Either way, it doesn't matter if they're sold by Amazon since they intermix inventory in their warehouses anyways. Might as well buy the same, cheaper item from the sketchy seller, because it's getting fulfilled out of the same bin anyways.

2 comments

I bought 32GB microSD cards that were actually only 2GB. Close inspection reveals the number 3 was added later (misaligned font and lighter white).

Each was also somehow doctored to report back as showing up as 32GB in windows explorer but would freeze once you tried transferring more than 2GB onto it.

Was the microSD card shipped and sold by Amazon? You should be able to confirm on your order details page.
No that particular bad experience was eBay.

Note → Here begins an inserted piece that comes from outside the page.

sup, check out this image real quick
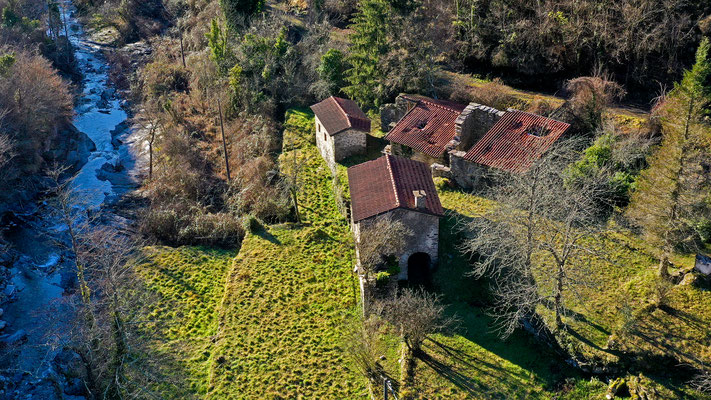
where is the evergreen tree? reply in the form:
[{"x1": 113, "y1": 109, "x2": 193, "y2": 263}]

Nowadays I rarely buy from eBay unless it is niche/unique/local.

Never buy from Scamazon any more. Used to love them now it's just a gamble hoping you get exactly what you paid for

If they're not genuine, these things are absolutely remarkable forgeries. Indistinguishable.

I mentioned the mixing of inventories, but as I've said, I've purchased literally tens of thousands of dollars worth of items from Amazon. I average about 1.5 orders per week over the past decade, and I've never received an item that I doubted the legitimacy of. Furthermore, after some research it seems that Amazon does not mix their own inventory with third-party sellers inventory; they only mix third-party seller inventory when the seller opts into having their inventory mixed.

> Furthermore, after some research it seems that Amazon does not mix their own inventory with third-party sellers inventory; they only mix third-party seller inventory when the seller opts into having their inventory mixed.

Would you mind sharing the source of this information? If this is true it I think it would be a relatively recent change as this particular issue has been at the center of several high-profile consumer products liability lawsuits in the last few years.

I saw those lawsuits as well, and I was also unable to find a definitive mention of Amazon selling an FBA seller provided item under the "Ships from and sold by Amazon" descriptor. The Daimler lawsuit from 2016 alleges that Amazon did in fact do this, but as far as I can tell that lawsuit didn't go anywhere, so I'm not sure if any evidence was presented.

I did read the FAQ that Amazon provides to sellers[1], but it doesn't definitely say whether Amazon Retail items can be fulfilled by FBA merchants. (Interestingly, it does say that consumable products like cosmetics aren't eligible for virtual tracking, and a lot of the online reports from people are those types of products.)